Consequently, in Luzon a better class of machinery was used. In 1890, five haciendas had vacuum pans installed in their mills while one refinery was constructed in Malabon. In 1885, the government also acquired a vacuum pan for the San Ramon penal colony where a pilot sugar plant had been built. Almost all of the sugar mills in Negros used European machinery while every other sugar-producing province roughly made vertical mills of wood or stone (wood in the south and stone in the north) as introduced by the Chinese centuries earlier. The outbreak of the Philippine revolution against Spain in 1896 did no affect to any great extent the agricultural products exported by the Philippines. However, the Philippine-American War of 1899-1901 covered a larger theater of conflict and the fighting followed wreaked havoc on the countryside. All of Luzon, Cebu, Panay, Negros and parts of Mindanao were included in the devastation. Sugar production dropped considerably. The sugar industry did not recover from the ill effects of the war until peace and order was restored in 1902 and not until 1913 did it reach the level of its exports during the last years of the Spanish regime.
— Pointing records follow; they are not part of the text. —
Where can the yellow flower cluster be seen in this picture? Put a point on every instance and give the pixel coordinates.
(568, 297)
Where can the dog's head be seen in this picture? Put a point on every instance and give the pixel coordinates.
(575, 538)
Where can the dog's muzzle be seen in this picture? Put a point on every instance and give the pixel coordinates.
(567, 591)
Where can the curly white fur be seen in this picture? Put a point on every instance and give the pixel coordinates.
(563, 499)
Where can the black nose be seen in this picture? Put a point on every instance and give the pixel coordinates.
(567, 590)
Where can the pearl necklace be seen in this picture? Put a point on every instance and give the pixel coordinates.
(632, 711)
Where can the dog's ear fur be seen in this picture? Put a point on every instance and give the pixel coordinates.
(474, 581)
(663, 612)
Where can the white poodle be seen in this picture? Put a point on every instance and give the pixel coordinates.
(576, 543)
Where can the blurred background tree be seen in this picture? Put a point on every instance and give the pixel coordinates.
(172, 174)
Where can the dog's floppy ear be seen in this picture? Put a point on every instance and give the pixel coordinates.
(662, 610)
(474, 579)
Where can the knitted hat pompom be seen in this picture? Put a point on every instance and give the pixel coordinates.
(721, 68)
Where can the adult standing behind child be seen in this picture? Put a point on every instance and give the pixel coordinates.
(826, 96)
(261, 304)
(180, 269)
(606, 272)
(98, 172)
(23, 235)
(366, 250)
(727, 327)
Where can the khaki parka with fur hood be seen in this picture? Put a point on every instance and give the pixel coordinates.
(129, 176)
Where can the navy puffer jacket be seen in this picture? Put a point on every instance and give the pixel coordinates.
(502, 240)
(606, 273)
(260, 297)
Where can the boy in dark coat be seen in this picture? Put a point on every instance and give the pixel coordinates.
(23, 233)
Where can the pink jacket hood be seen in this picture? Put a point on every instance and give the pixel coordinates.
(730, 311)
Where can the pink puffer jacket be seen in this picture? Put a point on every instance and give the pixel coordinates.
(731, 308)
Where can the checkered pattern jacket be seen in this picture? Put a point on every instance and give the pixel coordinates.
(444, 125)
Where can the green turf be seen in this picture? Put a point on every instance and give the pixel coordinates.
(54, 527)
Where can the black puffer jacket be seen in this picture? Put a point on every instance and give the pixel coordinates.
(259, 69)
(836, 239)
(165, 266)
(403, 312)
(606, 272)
The development of the Philippine sugar industry prospered and was encouraged during the American occupation of the country by allowing the Philippines to export sugar to the United States under preferential terms.

It will be recalled however, that the U.S. became a market for the Philippine sugar as early as 1796. From 1880 to 1889 sugar exports to the U.S. averaged approximately 200,000 metric tons annually. Then, as now the U.S. has become the country’s principal export market.

In 1902, by an act of Congress, the U.S. admitted entry of the Philippine sugar, paying only 75% of the duty or 1.685 cents per pound.

In 1909, the U.S. Congress passed the Payne-Aldrich Tariff Act. This law established a limited free trade arrangements between the U.S. and the Philippines. Under this free trade arrangements, 300,000 tons of sugar can be admitted to the U.S. free of duty.

In 1913, the U.S. Congress enacted the Underwood-Simmons Tariff Law which removed the quantitative limitation on duty-free products of the Philippines entering the U.S.

Under this stimulus, the Philippine sugar industry developed and expanded. Forty seven (47) mills were established before the last world war. Production rose by 502% from 206,000 tons in the 1912-1913 crop year to an all time high of 1,565,405 tons for 1933-1934.

Before the passage of the Jones Costigan Act in 1933, the Continental U.S. imported 1,249,000 tons of Philippine sugar. At about the same time, our domestic consumption needs were barely 90,000 tons. As a result of the restrictive U.S. sugar programs of the late 1930’s, imports for the Philippines were cut down to 1,088,000 tons in 1934 and were held at 980,000 tons under the then existing U.S. sugar laws. This remained to be so until the outbreak of World War II.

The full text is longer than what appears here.